Some retinol dehydrogenases are in extra-ocular tissues, such as human retinol dehydrogenase-4 (RoDH-4), which converts retinol and 1-cis-retinol to different aldehydes in liver and skin. It was also found that 13-cis-retinoic acid (isotretinoin), 3,4-didehydroretinoic acid, and 3,4-didehydroretinol can act as competitive inhibitor of the 3α-hydroxysteroid dehydrogenase oxidative activity of the enzyme. This can potentially explain how isotretinoin, the active ingredient is Roaccutane (Accutane), can suppress sebaceous glands and be used for severe acne treatment.

== Disease relevance ==
The missense mutation in gene rdh5, which codes for microsomal 11-cis-retinol dehydrogenase (RDH5), causes fundus albipunctatus, whose symptoms include retinal white-spot accumulation, stationary night blindness caused by delay in cone and rod photopigment regeneration, and elderly cone dystrophy.

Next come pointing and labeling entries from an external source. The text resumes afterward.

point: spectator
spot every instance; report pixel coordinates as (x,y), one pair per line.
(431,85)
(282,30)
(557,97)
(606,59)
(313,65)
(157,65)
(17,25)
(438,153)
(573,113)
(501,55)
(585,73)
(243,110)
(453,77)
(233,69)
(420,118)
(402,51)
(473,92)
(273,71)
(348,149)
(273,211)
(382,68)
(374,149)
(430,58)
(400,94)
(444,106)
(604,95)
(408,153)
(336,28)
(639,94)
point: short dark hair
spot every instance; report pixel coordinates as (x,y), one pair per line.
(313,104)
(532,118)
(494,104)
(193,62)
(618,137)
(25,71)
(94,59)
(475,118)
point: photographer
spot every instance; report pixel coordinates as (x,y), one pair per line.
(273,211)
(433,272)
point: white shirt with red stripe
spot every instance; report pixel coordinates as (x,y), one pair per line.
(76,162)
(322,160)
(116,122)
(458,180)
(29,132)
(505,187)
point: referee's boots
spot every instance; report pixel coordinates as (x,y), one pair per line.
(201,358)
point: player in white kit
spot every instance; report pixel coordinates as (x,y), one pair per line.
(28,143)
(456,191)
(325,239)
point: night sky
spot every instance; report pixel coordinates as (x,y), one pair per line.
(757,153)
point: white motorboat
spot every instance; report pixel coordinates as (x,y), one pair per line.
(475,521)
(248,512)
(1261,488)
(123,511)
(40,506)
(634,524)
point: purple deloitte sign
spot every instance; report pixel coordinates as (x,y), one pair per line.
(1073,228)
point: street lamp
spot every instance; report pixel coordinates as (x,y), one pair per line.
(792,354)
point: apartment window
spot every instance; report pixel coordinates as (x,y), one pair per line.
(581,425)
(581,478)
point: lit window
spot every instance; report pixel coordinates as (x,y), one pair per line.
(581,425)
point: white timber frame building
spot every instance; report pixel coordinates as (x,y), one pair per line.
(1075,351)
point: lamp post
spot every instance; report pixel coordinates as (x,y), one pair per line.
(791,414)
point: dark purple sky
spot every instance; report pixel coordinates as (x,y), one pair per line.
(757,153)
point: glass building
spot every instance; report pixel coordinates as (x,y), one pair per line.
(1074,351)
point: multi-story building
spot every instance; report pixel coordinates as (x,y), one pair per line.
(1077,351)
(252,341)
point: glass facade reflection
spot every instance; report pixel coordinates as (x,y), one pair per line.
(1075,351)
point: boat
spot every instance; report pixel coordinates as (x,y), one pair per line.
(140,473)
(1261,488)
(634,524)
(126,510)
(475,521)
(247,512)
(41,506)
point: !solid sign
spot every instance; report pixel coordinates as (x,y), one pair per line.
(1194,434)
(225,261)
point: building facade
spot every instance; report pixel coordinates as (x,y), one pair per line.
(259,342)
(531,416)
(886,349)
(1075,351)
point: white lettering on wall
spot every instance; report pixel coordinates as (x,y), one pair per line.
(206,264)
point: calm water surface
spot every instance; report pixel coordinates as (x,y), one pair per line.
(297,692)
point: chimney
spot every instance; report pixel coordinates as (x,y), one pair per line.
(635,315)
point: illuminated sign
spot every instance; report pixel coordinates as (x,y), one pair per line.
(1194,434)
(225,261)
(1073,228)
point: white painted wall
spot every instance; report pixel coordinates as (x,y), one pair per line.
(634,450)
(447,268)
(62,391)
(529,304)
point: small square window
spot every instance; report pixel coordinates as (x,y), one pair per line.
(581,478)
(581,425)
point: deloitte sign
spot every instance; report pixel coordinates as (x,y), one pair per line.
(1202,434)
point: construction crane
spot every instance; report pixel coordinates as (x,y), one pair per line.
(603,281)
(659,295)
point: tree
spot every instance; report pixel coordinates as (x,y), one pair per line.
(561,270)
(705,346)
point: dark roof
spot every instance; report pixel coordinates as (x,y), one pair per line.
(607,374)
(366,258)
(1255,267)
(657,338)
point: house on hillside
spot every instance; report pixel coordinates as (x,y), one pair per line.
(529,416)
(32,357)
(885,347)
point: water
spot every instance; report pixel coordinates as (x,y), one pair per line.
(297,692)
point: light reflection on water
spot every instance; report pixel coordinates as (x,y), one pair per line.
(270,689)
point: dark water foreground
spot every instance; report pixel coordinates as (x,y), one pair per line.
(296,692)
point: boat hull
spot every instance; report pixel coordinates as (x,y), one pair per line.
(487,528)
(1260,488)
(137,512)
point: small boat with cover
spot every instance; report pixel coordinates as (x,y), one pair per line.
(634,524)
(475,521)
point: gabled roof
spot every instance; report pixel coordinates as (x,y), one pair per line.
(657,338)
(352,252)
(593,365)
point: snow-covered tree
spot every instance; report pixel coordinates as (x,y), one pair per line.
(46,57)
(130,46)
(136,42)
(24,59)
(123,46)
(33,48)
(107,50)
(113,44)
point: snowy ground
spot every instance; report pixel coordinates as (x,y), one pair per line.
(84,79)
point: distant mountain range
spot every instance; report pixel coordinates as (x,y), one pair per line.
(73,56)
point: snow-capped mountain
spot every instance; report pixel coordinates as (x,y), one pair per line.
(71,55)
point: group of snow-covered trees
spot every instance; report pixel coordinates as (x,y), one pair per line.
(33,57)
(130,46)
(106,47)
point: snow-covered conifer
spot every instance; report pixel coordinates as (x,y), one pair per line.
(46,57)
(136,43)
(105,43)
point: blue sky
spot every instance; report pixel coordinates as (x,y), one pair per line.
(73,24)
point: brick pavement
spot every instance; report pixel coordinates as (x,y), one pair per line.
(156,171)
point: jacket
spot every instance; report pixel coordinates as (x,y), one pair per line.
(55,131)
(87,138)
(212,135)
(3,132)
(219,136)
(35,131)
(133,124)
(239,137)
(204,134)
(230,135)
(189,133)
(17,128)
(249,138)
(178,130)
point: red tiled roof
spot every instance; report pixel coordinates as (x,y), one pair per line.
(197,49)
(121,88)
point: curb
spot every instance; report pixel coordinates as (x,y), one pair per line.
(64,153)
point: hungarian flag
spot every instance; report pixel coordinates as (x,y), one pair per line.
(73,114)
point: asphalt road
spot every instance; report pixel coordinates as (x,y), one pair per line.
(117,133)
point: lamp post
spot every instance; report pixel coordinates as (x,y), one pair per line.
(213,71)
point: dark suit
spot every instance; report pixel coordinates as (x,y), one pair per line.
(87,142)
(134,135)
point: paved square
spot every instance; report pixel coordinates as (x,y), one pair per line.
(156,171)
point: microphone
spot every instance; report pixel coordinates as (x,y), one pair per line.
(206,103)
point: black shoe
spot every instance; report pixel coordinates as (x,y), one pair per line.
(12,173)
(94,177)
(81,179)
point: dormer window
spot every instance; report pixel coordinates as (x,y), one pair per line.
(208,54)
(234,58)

At least 20 mutations in rdh12 gene, which encodes retinol dehydrogenase, can be associated to diseases, including severe and early-onset autosomal recessive retinal dystrophy (arRD), or Leber congenital amaurosis. Patients suffer from cone and rod malfunction since childhood and develop legal blindness when reaching adulthood. This suggests that RDH12 might play a central role in the visual cycle and can be a promising therapeutic target. A possible mechanism of the accelerated degradation among RDH12 mutants is the polyubiquitination by cytosolic ubiquitin ligases and subsequent degradation by proteosome. Its conformation aberration provokes the aforementioned accelerated degradation.